Retention and Eviction Windows

These settings work together to determine what gets compacted:

  • Retention Window (fixed count): Preserves the last N messages unchanged
    • Typical value: 6-10 messages
    • Guarantees recent context is never compacted
  • Eviction Window (percentage): Controls what portion can be summarized
    • Range: 0.0 (nothing) to 1.0 (everything eligible)
    • Typical value: 0.2 (20% of older context)
    • More conservative than retention window wins

Example: With retention_window: 6 and eviction_window: 0.2, if you have 100 messages:

  • Retention says: preserve last 6, can compact first 94
  • Eviction says: can compact 20% of 100 = 20 messages
  • Result: Compacts the first 20 messages (more conservative)

Example Use Cases

Long Debugging Sessions

When debugging complex issues, conversations can become lengthy.
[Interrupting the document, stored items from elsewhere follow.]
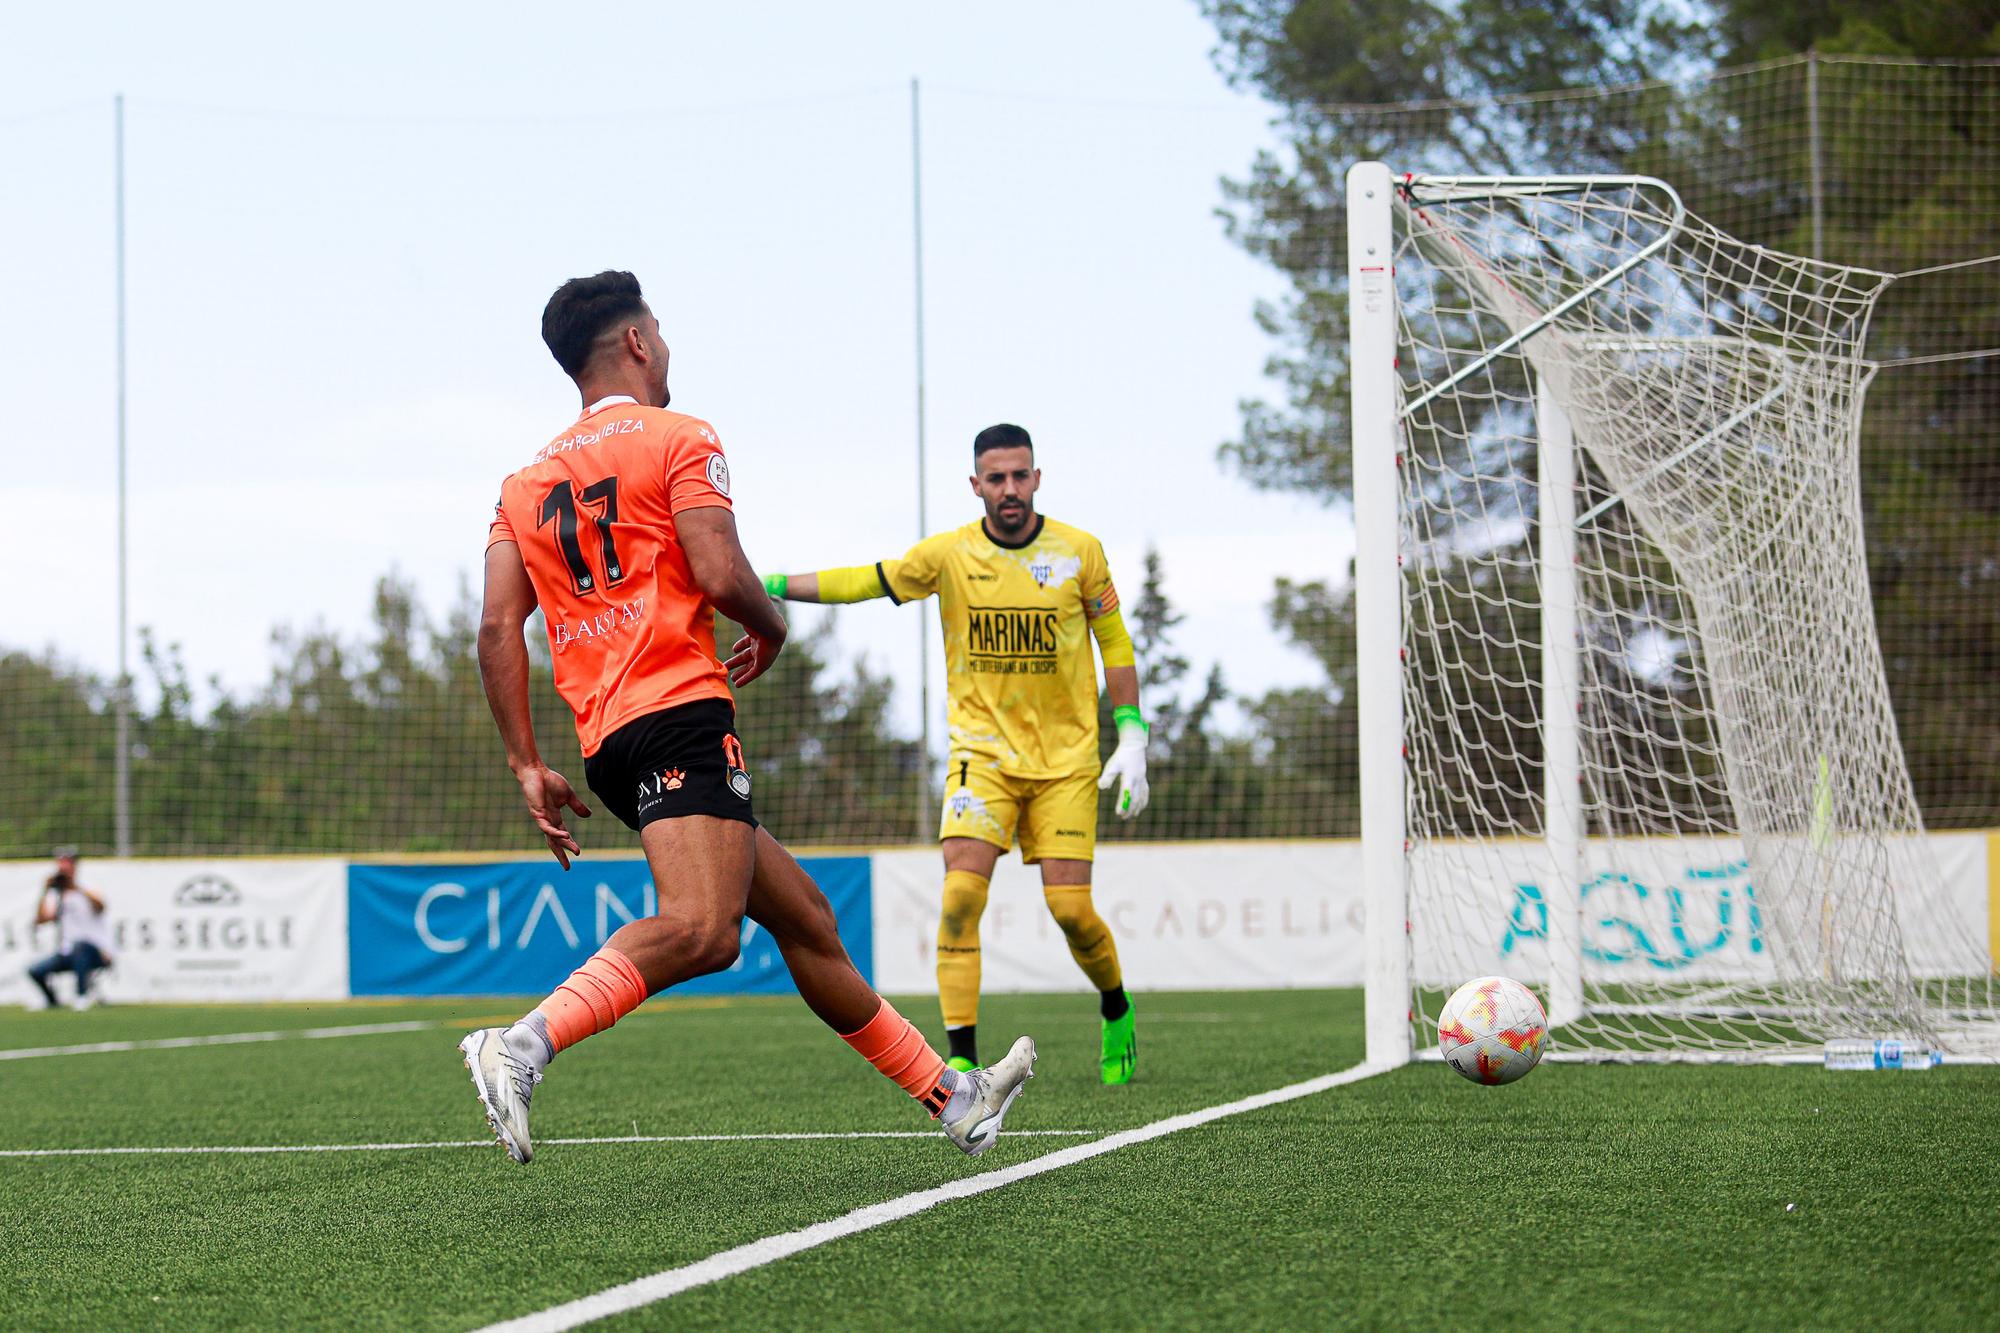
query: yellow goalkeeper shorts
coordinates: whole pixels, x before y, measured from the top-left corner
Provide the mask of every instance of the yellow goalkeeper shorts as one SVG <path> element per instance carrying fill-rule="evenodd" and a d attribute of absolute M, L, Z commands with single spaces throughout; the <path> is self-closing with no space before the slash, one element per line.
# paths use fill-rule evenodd
<path fill-rule="evenodd" d="M 1088 861 L 1097 851 L 1097 775 L 1016 778 L 960 761 L 945 775 L 940 838 L 977 838 L 1021 859 Z"/>

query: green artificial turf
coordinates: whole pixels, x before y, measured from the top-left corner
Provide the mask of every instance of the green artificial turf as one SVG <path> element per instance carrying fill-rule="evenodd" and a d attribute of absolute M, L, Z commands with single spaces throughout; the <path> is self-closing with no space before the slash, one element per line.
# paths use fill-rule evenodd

Context compaction allows the agent to remember key debugging steps while summarizing earlier diagnostics.

compact:
token_threshold: 100000
retention_window: 8
eviction_window: 0.3
model: google/gemini-2.0-flash-001

Multi-Stage Project Development

For projects developed over multiple sessions, context compaction enables the agent to maintain awareness of project requirements and previous decisions while focusing on current tasks.

compact:
token_threshold: 150000
message_threshold: 150
retention_window: 10
eviction_window: 0.2
model: anthropic/claude-3-haiku

Interactive Learning and Tutorials

When using Forge for learning or following tutorials, compaction helps maintain the thread of the lesson while summarizing earlier explanations.

compact:
token_threshold: 80000
retention_window: 6
eviction_window: 0.25
model: google/gemini-2.0-flash-001

Performance Considerations

Context compaction is designed to minimize performance impact:

  • Parallel Execution: Compaction runs alongside your main request, not blocking responses
  • Summarization Latency: More powerful models may take longer but provide better summaries
  • Cost Impact: Each compaction requires an LLM call, adding to usage costs
  • Token Reduction: Effective compaction can reduce overall token usage significantly

Optimization tips:

  • Use faster models (like Gemini Flash) for summarization to reduce latency
  • Set higher thresholds to compact less frequently
  • Balance retention_window and eviction_window for your use case

Troubleshooting

Issue: Context Seems Lost After Compaction

Possible causes:

  • Summary model not preserving key details
  • Eviction window too aggressive
  • Retention window too small

Solutions:

  • Increase max_tokens to allow for more detailed summaries
  • Use a more capable summarization model
  • Increase retention_window to preserve more recent messages
  • Reduce eviction_window to compact less aggressively
  • Customize the summarization prompt to emphasize important details

Issue: Slow Responses After Threshold is Reached

Possible causes:

  • Slow summarization model
  • Very large context to summarize

Solutions:

  • Choose a faster summarization model (e.g., Gemini Flash)
  • Reduce token_threshold to trigger earlier compaction with smaller context
  • Increase eviction_window to compact more at once (fewer compactions)

By effectively using context compaction, you can maintain longer, more productive AI conversations while optimizing for performance and cost efficiency. The system intelligently balances context preservation with token optimization, ensuring your agents have the information they need without exceeding limits.